Citi analysts said they see the gold price being fuelled either by investors trading in the commodity as a safe haven to the ongoing financial and economic turmoil, or by the liquidity injections by governments around the world bringing reflation and subsequently inflation. While Citi’s view is at the top end of analyst expectations, industry experts tend to agree that a financial crisis is good for the gold price. They’re not so sure about the impact of an economic crisis, however.
“Given the economic situation it is no wonder that gold is the most favoured commodity in most 2009 forecasts,” analysts at Fortis Bank wrote in a recent sector note. “But while we see it benefiting from financial market troubles we are not so sure about deflation, and prices could trend lower for a while if the economic crisis edges out the financial one in investors’ minds.”
HSBC analysts appear to agree with Fortis and are certainly not as bullish as Citi: “A return of the banking crisis saw [gold] make substantial gains in the face of a stronger dollar.

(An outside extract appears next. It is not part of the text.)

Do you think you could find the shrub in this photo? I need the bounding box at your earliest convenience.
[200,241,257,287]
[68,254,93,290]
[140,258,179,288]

Such a crisis is good for gold, we’re not so sure about an economic crisis, and as such we’re quite bearish on gold as deflation tightens its grip.”
Looking to the future of the gold industry’s players, Fortis believes that the established players such as BHP Billiton, Grupo Mexico, Vale, as well as state-owned or controlled entities such as Codelco, will “hunker down and should survive the global downturn.”
Despite the diversion in analysts’ price forecasts, there does appear to be a consensus of opinion in that stocks and bonds perform best in a stable political climate with strong property rights and little turmoil while gold, despite being a different asset class, revels in uncertain times. Risk aversion and the desire to preserve wealth has seen investors reaching for the bullion in recent months, but sentiment surrounding the financial sector appears to have switched this week prompting investors to turn their attention back to bargain-hunting elsewhere.
In mid-session deals, the FTSE 100 index was over 2% higher, up 84.64 points at 4,279.05, fuelled by banking sector gains. Shares in mining industry players were generally lower, meanwhile, amid concerns over the raising of capital and the impact on earnings of last year’s price falls. Xstrata, a major global diversified mining group with exposure to gold, topped the casualty list with an 8% fall to 628.5p. Conversely, BHP Billiton, which mines gold in Western Australia, was almost 2% ahead at 1,286.0p.